Each time Tom hears that Marshall goes to be enjoying East Carolina, he mentioned it brings him again to the while of Nov. 14, 1970.

“It’s not a good place to be sometimes,” Tom mentioned. “I think about many, many things. As a coach, I think about the kids on that plane. They’d just lost a tough game. As a brother, I think about Teddy and what he was thinking before he died.”

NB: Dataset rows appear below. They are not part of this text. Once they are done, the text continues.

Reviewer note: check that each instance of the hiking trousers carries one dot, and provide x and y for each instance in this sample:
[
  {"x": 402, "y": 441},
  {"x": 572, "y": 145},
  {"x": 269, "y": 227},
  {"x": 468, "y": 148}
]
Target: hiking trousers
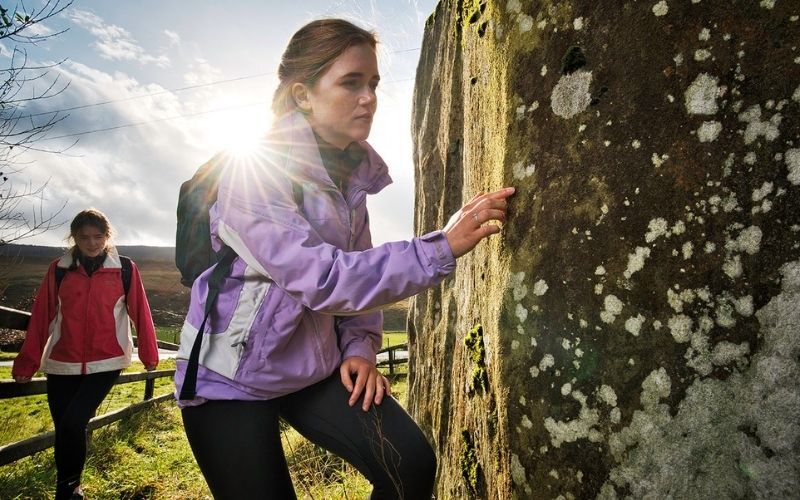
[
  {"x": 237, "y": 444},
  {"x": 73, "y": 399}
]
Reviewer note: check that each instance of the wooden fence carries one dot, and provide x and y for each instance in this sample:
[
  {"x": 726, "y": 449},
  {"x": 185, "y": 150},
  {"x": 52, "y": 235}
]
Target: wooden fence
[{"x": 18, "y": 320}]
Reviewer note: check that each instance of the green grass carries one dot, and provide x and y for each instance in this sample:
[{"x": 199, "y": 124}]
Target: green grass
[
  {"x": 169, "y": 334},
  {"x": 147, "y": 455}
]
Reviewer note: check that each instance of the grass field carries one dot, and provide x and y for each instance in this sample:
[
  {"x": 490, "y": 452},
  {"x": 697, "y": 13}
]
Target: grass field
[{"x": 147, "y": 456}]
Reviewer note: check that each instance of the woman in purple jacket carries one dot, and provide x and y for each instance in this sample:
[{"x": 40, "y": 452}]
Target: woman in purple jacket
[{"x": 297, "y": 324}]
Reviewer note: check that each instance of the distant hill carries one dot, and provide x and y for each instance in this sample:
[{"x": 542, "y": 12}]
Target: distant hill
[{"x": 136, "y": 252}]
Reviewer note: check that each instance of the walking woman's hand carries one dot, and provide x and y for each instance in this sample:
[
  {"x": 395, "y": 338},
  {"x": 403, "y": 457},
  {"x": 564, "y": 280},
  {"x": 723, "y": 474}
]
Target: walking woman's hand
[
  {"x": 368, "y": 379},
  {"x": 467, "y": 227}
]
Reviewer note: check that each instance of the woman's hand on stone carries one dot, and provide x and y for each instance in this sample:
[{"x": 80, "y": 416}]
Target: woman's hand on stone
[
  {"x": 368, "y": 379},
  {"x": 467, "y": 227}
]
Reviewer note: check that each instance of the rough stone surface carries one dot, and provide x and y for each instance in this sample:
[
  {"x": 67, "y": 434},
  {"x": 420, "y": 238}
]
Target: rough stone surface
[{"x": 634, "y": 331}]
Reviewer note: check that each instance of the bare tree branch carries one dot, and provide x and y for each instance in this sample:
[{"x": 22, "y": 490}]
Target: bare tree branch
[{"x": 24, "y": 88}]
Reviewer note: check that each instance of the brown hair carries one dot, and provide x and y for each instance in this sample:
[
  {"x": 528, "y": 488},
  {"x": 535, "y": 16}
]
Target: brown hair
[
  {"x": 309, "y": 54},
  {"x": 89, "y": 217}
]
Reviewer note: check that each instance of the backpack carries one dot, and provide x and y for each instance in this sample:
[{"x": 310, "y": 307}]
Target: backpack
[
  {"x": 194, "y": 253},
  {"x": 127, "y": 271}
]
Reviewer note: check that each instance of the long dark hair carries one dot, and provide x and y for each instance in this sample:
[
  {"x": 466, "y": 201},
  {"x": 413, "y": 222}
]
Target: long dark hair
[{"x": 310, "y": 52}]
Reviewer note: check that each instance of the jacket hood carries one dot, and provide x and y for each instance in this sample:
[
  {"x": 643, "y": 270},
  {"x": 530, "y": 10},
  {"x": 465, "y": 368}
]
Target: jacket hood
[
  {"x": 372, "y": 175},
  {"x": 112, "y": 259}
]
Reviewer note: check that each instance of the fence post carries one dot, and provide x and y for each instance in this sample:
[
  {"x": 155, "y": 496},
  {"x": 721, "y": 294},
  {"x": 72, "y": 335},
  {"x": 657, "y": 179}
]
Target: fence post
[{"x": 149, "y": 385}]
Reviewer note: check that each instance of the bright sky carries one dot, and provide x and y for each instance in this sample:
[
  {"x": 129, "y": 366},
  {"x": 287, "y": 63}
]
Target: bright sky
[{"x": 139, "y": 55}]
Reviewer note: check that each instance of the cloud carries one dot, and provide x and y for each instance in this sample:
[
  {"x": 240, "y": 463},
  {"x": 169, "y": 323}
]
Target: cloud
[
  {"x": 132, "y": 174},
  {"x": 114, "y": 42},
  {"x": 173, "y": 38}
]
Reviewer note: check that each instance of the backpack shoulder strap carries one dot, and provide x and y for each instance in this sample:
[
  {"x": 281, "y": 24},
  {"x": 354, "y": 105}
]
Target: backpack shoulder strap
[
  {"x": 60, "y": 273},
  {"x": 127, "y": 271},
  {"x": 224, "y": 260}
]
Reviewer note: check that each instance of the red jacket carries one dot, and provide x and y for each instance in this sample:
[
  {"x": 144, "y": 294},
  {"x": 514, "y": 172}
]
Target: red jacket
[{"x": 83, "y": 326}]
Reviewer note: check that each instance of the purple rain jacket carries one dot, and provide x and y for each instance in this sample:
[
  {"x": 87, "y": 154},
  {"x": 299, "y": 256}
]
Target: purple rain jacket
[{"x": 305, "y": 290}]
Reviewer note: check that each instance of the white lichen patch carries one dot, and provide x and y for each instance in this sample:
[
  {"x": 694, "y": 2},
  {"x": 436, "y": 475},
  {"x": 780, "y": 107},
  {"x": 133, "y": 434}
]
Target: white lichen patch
[
  {"x": 726, "y": 352},
  {"x": 521, "y": 313},
  {"x": 525, "y": 23},
  {"x": 709, "y": 131},
  {"x": 521, "y": 171},
  {"x": 526, "y": 422},
  {"x": 613, "y": 307},
  {"x": 732, "y": 266},
  {"x": 636, "y": 261},
  {"x": 634, "y": 325},
  {"x": 680, "y": 326},
  {"x": 571, "y": 94},
  {"x": 701, "y": 54},
  {"x": 756, "y": 128},
  {"x": 661, "y": 8},
  {"x": 518, "y": 288},
  {"x": 581, "y": 427},
  {"x": 656, "y": 228},
  {"x": 744, "y": 425},
  {"x": 687, "y": 250},
  {"x": 762, "y": 192},
  {"x": 701, "y": 96},
  {"x": 607, "y": 395},
  {"x": 748, "y": 241},
  {"x": 540, "y": 288},
  {"x": 792, "y": 159}
]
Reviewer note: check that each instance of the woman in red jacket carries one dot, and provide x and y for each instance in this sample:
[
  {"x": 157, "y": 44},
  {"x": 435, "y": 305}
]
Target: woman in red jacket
[{"x": 79, "y": 335}]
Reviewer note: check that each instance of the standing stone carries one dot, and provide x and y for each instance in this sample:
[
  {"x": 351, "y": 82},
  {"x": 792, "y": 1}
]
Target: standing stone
[{"x": 635, "y": 330}]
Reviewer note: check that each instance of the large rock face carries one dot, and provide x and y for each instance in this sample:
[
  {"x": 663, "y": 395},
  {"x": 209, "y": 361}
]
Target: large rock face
[{"x": 635, "y": 330}]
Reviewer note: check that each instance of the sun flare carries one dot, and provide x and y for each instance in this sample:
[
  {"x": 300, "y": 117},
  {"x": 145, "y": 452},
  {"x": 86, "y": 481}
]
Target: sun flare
[{"x": 237, "y": 130}]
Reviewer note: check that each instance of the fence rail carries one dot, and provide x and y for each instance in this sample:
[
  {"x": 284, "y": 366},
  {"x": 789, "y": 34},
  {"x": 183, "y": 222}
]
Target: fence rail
[{"x": 18, "y": 320}]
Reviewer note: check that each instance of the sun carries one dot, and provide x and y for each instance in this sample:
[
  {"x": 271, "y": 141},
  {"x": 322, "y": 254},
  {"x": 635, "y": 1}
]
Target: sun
[{"x": 237, "y": 129}]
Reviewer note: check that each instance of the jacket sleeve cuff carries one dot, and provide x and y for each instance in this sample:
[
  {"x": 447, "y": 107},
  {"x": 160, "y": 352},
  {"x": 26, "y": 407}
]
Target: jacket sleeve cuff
[
  {"x": 360, "y": 348},
  {"x": 438, "y": 251}
]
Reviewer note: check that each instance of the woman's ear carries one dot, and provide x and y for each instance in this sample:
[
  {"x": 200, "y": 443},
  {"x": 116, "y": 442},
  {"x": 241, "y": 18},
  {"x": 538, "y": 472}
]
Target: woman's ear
[{"x": 301, "y": 98}]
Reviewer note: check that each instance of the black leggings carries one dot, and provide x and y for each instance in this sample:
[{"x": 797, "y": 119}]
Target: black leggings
[
  {"x": 237, "y": 444},
  {"x": 73, "y": 399}
]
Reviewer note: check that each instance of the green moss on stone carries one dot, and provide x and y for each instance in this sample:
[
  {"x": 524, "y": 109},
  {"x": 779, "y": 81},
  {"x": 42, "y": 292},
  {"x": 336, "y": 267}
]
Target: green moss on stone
[
  {"x": 468, "y": 461},
  {"x": 479, "y": 380}
]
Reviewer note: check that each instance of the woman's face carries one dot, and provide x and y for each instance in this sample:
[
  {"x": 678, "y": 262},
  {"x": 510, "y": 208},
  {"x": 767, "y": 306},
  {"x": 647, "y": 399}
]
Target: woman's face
[
  {"x": 91, "y": 241},
  {"x": 341, "y": 104}
]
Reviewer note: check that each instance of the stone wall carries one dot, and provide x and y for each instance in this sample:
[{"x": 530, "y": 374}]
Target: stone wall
[{"x": 635, "y": 331}]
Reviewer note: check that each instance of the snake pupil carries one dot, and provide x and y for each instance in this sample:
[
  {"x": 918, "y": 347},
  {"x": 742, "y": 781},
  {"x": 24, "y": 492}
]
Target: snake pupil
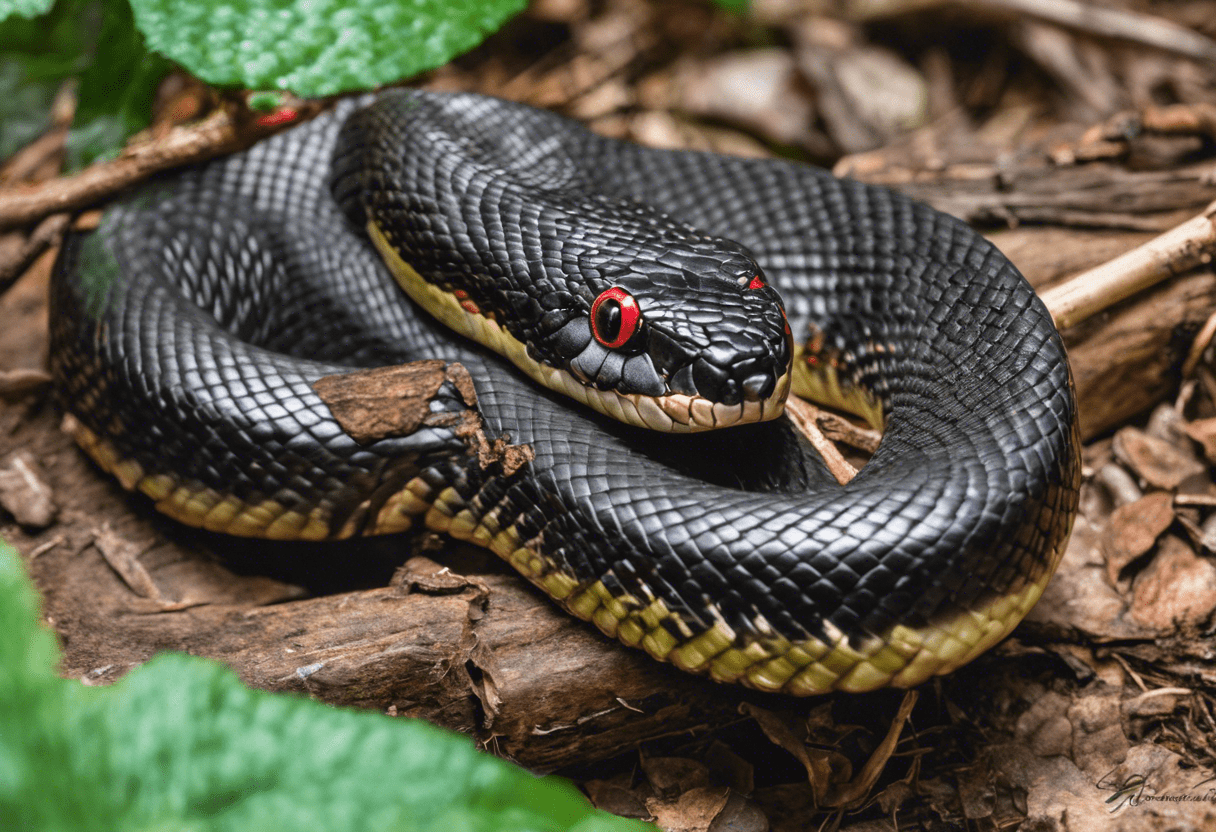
[
  {"x": 608, "y": 320},
  {"x": 614, "y": 318}
]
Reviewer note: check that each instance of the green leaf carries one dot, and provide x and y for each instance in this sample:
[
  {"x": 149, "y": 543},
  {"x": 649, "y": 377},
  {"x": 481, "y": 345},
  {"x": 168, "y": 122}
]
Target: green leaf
[
  {"x": 316, "y": 46},
  {"x": 117, "y": 89},
  {"x": 89, "y": 40},
  {"x": 24, "y": 7},
  {"x": 179, "y": 743}
]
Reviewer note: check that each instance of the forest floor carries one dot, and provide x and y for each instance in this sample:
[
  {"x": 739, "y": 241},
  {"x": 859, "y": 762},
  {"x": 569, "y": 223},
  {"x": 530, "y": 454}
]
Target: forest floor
[{"x": 1067, "y": 135}]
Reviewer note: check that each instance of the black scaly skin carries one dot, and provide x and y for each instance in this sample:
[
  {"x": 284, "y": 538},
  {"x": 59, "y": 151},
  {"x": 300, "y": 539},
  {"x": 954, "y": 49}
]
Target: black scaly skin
[
  {"x": 970, "y": 495},
  {"x": 511, "y": 207}
]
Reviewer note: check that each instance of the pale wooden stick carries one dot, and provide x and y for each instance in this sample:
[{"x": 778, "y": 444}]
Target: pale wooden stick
[
  {"x": 803, "y": 415},
  {"x": 1090, "y": 18},
  {"x": 1176, "y": 251},
  {"x": 213, "y": 136}
]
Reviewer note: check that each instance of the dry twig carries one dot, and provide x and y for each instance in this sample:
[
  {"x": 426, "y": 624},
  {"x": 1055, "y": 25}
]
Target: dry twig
[
  {"x": 1090, "y": 18},
  {"x": 221, "y": 133},
  {"x": 803, "y": 415},
  {"x": 1176, "y": 251}
]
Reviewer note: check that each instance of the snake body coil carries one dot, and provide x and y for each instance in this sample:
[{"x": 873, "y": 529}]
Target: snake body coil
[{"x": 190, "y": 327}]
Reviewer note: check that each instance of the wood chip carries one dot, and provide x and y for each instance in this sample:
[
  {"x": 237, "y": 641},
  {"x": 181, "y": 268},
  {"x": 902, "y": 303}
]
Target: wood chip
[
  {"x": 1177, "y": 589},
  {"x": 1154, "y": 460},
  {"x": 1133, "y": 530},
  {"x": 383, "y": 402}
]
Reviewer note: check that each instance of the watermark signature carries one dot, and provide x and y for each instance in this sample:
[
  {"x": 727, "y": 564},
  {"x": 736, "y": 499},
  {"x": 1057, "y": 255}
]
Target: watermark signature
[{"x": 1132, "y": 790}]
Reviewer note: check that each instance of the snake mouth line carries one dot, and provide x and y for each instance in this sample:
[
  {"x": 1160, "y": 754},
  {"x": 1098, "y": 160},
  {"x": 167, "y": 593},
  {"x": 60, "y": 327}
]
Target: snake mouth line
[{"x": 673, "y": 412}]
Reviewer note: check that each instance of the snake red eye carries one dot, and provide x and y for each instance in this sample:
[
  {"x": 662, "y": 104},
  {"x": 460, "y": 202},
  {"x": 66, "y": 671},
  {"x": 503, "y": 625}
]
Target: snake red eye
[{"x": 614, "y": 318}]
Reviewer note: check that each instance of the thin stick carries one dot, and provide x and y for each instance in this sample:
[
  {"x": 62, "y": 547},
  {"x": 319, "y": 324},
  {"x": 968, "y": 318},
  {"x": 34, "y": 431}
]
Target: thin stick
[
  {"x": 215, "y": 135},
  {"x": 1198, "y": 346},
  {"x": 1088, "y": 18},
  {"x": 1176, "y": 251},
  {"x": 45, "y": 235},
  {"x": 803, "y": 415}
]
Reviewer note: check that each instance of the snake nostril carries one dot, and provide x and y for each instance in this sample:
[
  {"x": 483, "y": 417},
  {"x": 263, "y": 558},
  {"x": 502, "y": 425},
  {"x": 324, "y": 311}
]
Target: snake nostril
[{"x": 758, "y": 387}]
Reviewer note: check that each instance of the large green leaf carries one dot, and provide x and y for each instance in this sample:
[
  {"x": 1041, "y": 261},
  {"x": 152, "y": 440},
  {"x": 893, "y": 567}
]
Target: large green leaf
[
  {"x": 179, "y": 743},
  {"x": 316, "y": 46},
  {"x": 95, "y": 43}
]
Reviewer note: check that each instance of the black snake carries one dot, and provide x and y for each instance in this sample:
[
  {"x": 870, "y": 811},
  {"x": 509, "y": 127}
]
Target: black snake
[{"x": 190, "y": 327}]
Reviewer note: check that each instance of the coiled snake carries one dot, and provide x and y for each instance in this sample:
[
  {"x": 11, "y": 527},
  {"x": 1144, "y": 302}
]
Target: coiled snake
[{"x": 190, "y": 327}]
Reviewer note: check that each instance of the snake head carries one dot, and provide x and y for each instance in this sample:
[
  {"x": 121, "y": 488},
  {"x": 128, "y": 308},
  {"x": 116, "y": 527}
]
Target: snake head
[{"x": 688, "y": 338}]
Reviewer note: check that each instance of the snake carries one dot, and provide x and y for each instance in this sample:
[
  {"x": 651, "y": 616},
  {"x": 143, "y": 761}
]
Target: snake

Senior defensive finish Owen Porter is Marshall’s defensive chief and one of the most supremacy avid gamers within the Solar Belt Convention. Saturday’s recreation used to be his first travel to Greenville. His grandparents, Don and Joyce Hampton, lived not up to a mile from the strike web site in Kenova. From the generation he used to be a negligible boy, he’d heard tales about that fateful night time and the way the public rallied to help each and every alternative.

“They lived in a little white brick house right there at the time,” Porter mentioned. “When the plane hit the mountain, it shook the walls, knocked pictures off the walls, shook stuff in bookcases, and there was broken glass and stuff on the floor.

“Marshall is who I’m. It’s a part of me and my folk … at all times.”

Julia Keller, a Pulitzer Prize-winning author, was born and raised in Huntington. Her father was a math professor at Marshall and kept statistics at the football and basketball games. Keller would tag along as a young girl.

“I believed I used to be the queen of the sector getting to sit down there on press row and within the press field, and oh my gosh, that I knew Gene Morehouse,” Keller remembered. “My father and I shared a love of sports activities, and I do know that strike affected him so profoundly as a result of he knew a quantity of the ones avid gamers and had them at school, and he knew the townspeople who have been killed too.”

Soon after taking a job with the Chicago Tribune, Keller talked her editors into letting her write a story about the crash in 1999. She spent more than a month working on it, and one of the things that sticks with her was a visit she had with Teddy Shoebridge’s mother, who was dying of pancreatic cancer.

“I used to be so moved and touched after I went there. She had now not been out of her mattress for months,” said Keller, who was 13 when the plane crashed. “She got here out into the lounge, and we sat across the desk and mentioned Ted. She necessarily were given herself up out of what used to be her demise mattress to speak about her cherished son.”

Shoebridge’s mother died a few weeks after Keller’s story was published. When Keller realized that Marshall was playing at East Carolina this season, she immediately thought of that rainy, foggy night as a frightened 13-year-old and the unspeakable grief that consumed her hometown.

“It does trade, the distress,” Keller said. “It is going from an overly, very clever edge, however I wouldn’t say it ever lessens.”

Earl Taylor was a member of the drumline in the ECU marching band in 1970. His wife, Pam, who joined the flag corps the following year, was also at the game in the stands. Taylor went on to earn three degrees at ECU, and to this day, he struggles to wrap his brain around the fact that he watched those players exit the field, but they never made it home.

“I feel everyone on our campus used to be pondering the similar factor, ‘We simply performed that crew, and now they’re long gone,'” Taylor said. “We gained the sport, however they misplaced their lives.

“It just couldn’t be.”

When the closing of the Marshall avid gamers got here straggling out of the warehouse room towards the crew buses Saturday, the mist had almost about opposed. Caleb McMillan, a young receiver from Orlando, Florida, walked outdoor the gate together with his headphones sitting atop his head. He grew to become to his left and used to be dealing with the plaque memorializing his Herd soccer brethren from greater than 50 years in the past. He took an image together with his mobile phone and gently positioned his hand at the plaque.

“We won’t forget,” he mentioned softly.

It used to be McMillan’s 75-yard landing reception — every other tribute of types to the “75” — that grew to become the sport in Marshall’s bias.

However in this wet night time, it used to be negligible greater than a footnote.